As a genderqueer individual, pornography is one of the few places I can see representations of people like me. It is one of the few places where I can learn what genderqueer bodies are capable of, how lovers negotiate sex that respects the genderqueer body and doesn’t cause dysphoria or alienation. So, on a deeply personal level, I have experienced the liberatory power of pornography. When I can’t see myself represented anywhere else, Jiz Lee (link nsfw) is doing something to somebody somewhere in a way that reflects my experience. That’s important, and scholars like Weinberg, Williams, Kleiner and Izirarry have found evidence of the potential for empowerment and education as a result of viewing pornography.

The other part of my project is feminism, because I’m interested in porn that self-identifies as feminist. Feminism is critical to my own worldview. I believe in intersectional feminism, and consider myself a queer feminist activist. This is not a theory that I am interested in, this is my life. And just as pornography has been educational and emancipatory for me, and yet is also a site of oppression and marginalization for many, so feminism has been educational and emancipatory for me, and yet also deeply conflicted. Conflicted because not all feminisms are sex-positive, or even genderqueer-positive (if I reject the label of “woman,” can I still be a feminist? Some would say no.) Anti-porn feminism is vocal and convincing in casting pornography as a universal evil, damaging to women everywhere and especially to the women in porn themselves.

My supervisor is R.S., one of the first people I met at the University when I was considering whether or not to pursue academics. I don’t know if I would have been brave enough to pursue this topic if she hadn’t been so enthusiastic about it last year. In my first conversation with Dr. S. three and a half years ago we talked about pornography and feminism, so it seems fitting, in retrospect.

With this project, I hope to reconcile the sometimes fraught relationship between my feminism and my love of porn. This project will be in many ways subjective, personal. Using an approach similar to other feminist scholars such as Elizabeth Whitney in her fantastic essay “Cyborgs Among Us,” I will attempt to situate myself in terms of my privileges, my biases, and my agenda.

I want to learn what feminist pornographers are doing, and how academia is engaging with that work. How is the work different, if at all, from mainstream pornography? What place is there in an explicitly feminist academic engagement with pornography for the voices of porn performers, which are conspicuously absent from so much academic writing? The Feminist Porn Awards have existed for years now, and scholars like Linda Williams have been viewing pornography through feminist lenses for at least as long, but the most common question I am asked regarding my topic is, “Feminist pornography? Is that a thing?”

I will examine two winners of the Feminist Porn Awards; Courtney Trouble’s film “Fuckstyles of the Queer and Famous” (link nsfw) which won for Most Deliciously Diverse Cast and Erika Lust’s film “Cabaret Desire” (link nsfw) which won for Best Movie. I will attempt to answer two questions: What is feminist pornography? And do these films qualify, given the criteria that I will generate?
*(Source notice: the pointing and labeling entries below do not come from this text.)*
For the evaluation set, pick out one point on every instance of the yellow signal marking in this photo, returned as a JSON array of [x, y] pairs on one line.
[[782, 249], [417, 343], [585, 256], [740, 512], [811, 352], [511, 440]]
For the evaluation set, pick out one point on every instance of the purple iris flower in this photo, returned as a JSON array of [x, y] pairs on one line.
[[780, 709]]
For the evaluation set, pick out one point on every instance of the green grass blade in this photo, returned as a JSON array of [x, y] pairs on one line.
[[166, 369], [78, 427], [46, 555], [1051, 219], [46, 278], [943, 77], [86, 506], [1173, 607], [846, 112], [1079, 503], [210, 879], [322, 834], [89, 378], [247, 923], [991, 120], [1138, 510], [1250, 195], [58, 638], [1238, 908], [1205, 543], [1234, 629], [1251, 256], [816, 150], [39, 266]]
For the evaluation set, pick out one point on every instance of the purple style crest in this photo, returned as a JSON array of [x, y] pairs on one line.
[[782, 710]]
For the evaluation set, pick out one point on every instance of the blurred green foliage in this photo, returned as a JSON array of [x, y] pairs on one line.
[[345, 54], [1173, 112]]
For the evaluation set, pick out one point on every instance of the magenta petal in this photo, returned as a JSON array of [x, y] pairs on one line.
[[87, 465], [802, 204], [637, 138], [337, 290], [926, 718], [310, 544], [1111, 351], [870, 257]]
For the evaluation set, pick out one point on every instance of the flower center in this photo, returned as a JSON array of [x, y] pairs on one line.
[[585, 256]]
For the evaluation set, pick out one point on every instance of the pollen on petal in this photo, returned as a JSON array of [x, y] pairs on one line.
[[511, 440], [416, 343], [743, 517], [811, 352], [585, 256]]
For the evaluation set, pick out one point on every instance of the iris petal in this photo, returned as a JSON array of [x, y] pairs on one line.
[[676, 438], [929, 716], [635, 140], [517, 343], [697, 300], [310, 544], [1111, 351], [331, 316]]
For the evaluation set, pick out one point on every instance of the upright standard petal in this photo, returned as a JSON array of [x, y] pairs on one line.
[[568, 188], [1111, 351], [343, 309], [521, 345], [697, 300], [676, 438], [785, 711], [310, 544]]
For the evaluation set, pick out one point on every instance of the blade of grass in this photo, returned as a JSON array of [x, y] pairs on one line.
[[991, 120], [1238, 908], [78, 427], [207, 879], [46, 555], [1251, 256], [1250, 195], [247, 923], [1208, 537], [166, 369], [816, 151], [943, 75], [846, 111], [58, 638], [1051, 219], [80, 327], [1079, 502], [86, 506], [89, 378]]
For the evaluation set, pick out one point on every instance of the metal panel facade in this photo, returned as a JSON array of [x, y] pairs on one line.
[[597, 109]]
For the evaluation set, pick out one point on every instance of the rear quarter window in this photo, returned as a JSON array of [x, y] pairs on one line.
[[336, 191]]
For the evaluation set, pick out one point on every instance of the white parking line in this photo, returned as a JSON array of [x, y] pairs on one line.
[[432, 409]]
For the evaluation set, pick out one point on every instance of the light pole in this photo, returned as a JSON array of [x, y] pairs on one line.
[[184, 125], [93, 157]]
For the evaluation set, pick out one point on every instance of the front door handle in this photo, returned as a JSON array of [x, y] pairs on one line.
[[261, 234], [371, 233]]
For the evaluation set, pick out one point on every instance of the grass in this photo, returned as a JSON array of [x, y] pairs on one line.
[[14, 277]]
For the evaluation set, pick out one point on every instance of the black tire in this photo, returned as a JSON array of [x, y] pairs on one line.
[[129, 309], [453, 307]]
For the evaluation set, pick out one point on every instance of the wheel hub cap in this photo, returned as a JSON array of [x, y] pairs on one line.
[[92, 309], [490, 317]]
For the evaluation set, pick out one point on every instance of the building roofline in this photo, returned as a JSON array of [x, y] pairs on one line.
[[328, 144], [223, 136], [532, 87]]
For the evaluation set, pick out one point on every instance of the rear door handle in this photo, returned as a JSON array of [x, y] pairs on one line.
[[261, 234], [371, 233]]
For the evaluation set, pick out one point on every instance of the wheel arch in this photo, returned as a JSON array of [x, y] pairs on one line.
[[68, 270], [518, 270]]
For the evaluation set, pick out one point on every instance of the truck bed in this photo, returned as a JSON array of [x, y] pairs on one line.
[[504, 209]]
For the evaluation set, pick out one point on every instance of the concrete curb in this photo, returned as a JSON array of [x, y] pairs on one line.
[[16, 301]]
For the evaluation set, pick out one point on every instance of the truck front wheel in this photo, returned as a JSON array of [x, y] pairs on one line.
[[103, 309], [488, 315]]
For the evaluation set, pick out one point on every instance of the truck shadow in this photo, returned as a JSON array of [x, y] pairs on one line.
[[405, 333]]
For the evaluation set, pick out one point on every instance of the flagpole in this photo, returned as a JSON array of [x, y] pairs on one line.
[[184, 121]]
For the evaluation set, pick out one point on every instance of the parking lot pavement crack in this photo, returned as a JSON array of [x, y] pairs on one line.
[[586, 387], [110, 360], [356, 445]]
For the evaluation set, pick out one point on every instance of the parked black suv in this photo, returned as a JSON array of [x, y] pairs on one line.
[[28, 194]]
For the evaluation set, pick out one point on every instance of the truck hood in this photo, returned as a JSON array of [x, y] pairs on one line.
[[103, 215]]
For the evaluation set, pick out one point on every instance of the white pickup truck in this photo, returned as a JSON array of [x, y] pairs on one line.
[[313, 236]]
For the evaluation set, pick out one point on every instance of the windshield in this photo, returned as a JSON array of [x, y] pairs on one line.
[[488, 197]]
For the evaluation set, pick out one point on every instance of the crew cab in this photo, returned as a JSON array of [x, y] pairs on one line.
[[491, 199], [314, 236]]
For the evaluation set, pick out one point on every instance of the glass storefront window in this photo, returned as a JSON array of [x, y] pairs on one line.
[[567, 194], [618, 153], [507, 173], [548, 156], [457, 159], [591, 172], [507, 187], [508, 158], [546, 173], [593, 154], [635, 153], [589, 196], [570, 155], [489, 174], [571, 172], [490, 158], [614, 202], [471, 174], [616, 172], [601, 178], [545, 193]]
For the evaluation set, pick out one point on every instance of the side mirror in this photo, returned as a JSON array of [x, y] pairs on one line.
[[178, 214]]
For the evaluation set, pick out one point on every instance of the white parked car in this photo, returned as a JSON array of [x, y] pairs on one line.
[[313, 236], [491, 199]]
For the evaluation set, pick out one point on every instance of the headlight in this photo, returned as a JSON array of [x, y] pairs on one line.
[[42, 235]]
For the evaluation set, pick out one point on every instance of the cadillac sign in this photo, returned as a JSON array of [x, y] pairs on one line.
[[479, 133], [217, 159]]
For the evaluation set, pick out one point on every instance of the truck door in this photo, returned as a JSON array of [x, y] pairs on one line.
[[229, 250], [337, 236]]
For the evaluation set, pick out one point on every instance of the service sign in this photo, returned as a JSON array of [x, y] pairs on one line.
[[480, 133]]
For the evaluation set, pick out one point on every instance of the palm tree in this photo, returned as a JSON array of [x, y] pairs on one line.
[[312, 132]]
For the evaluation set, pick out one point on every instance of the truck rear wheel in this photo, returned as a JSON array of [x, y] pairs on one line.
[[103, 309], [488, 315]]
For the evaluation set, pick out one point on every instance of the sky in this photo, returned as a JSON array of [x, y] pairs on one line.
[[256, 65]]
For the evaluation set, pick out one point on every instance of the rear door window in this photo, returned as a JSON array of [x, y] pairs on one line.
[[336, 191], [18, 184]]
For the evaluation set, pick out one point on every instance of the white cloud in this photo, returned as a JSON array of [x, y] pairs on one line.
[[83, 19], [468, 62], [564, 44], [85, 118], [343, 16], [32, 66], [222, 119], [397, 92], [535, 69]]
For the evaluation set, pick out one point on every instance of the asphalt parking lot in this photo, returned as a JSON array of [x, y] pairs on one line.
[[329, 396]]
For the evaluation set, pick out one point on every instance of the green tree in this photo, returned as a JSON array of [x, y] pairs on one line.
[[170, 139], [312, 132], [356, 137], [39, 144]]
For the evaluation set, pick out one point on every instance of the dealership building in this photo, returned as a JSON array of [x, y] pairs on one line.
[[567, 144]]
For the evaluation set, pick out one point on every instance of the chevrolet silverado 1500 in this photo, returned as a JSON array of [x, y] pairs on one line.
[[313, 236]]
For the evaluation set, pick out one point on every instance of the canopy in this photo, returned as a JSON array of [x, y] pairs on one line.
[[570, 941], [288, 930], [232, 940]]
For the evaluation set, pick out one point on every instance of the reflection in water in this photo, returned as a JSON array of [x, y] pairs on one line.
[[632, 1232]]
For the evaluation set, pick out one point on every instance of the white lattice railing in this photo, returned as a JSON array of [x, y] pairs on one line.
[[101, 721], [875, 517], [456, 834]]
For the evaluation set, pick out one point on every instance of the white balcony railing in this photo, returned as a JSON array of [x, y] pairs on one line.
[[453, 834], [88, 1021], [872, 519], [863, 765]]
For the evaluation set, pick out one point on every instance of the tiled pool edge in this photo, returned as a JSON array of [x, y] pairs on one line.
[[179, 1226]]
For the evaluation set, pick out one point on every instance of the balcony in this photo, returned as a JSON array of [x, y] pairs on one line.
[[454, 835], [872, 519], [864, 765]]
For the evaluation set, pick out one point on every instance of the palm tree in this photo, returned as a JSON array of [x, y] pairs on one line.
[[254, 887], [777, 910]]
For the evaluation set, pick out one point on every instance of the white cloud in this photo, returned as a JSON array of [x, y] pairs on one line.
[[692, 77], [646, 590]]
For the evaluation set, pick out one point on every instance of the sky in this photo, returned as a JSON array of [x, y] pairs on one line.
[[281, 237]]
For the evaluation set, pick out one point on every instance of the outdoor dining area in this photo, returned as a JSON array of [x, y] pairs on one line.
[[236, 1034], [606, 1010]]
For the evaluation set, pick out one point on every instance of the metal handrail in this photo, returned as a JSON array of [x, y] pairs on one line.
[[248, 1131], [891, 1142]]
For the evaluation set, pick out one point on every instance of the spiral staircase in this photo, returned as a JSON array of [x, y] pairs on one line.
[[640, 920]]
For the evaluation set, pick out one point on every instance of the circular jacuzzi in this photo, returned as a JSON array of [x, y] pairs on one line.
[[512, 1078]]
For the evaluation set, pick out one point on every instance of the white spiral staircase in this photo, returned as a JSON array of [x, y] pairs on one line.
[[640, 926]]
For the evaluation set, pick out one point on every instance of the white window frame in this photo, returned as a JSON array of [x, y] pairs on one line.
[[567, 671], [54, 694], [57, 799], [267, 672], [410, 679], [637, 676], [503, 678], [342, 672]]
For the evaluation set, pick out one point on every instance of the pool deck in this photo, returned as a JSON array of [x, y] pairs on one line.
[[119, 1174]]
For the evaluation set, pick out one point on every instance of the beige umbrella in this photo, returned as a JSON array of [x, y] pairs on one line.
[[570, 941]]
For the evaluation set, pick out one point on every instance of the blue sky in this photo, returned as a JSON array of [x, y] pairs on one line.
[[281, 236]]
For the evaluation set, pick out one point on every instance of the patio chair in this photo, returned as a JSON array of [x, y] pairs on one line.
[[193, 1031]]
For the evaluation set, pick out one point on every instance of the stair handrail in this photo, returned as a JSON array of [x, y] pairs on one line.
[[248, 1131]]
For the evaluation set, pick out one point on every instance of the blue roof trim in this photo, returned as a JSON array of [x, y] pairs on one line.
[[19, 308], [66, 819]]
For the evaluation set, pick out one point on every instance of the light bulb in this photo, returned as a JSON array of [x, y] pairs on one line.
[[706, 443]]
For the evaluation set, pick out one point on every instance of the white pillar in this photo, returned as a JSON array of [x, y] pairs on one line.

My project is exciting for multiple reasons, not least because I anticipate a long and torturous struggle with the language and the theory of both pornography and feminism. I am excited by the opportunity to engage with a topic that I think should receive more rigorous academic attention than it currently does. I am especially excited to attempt to bring my activism fully into my academics, and to produce an academic work that meets the requirements of the intersectional feminism that I believe in – a work that engages with performers’ own voices, and leaves space for non-academic ways of knowing to inform academic understanding.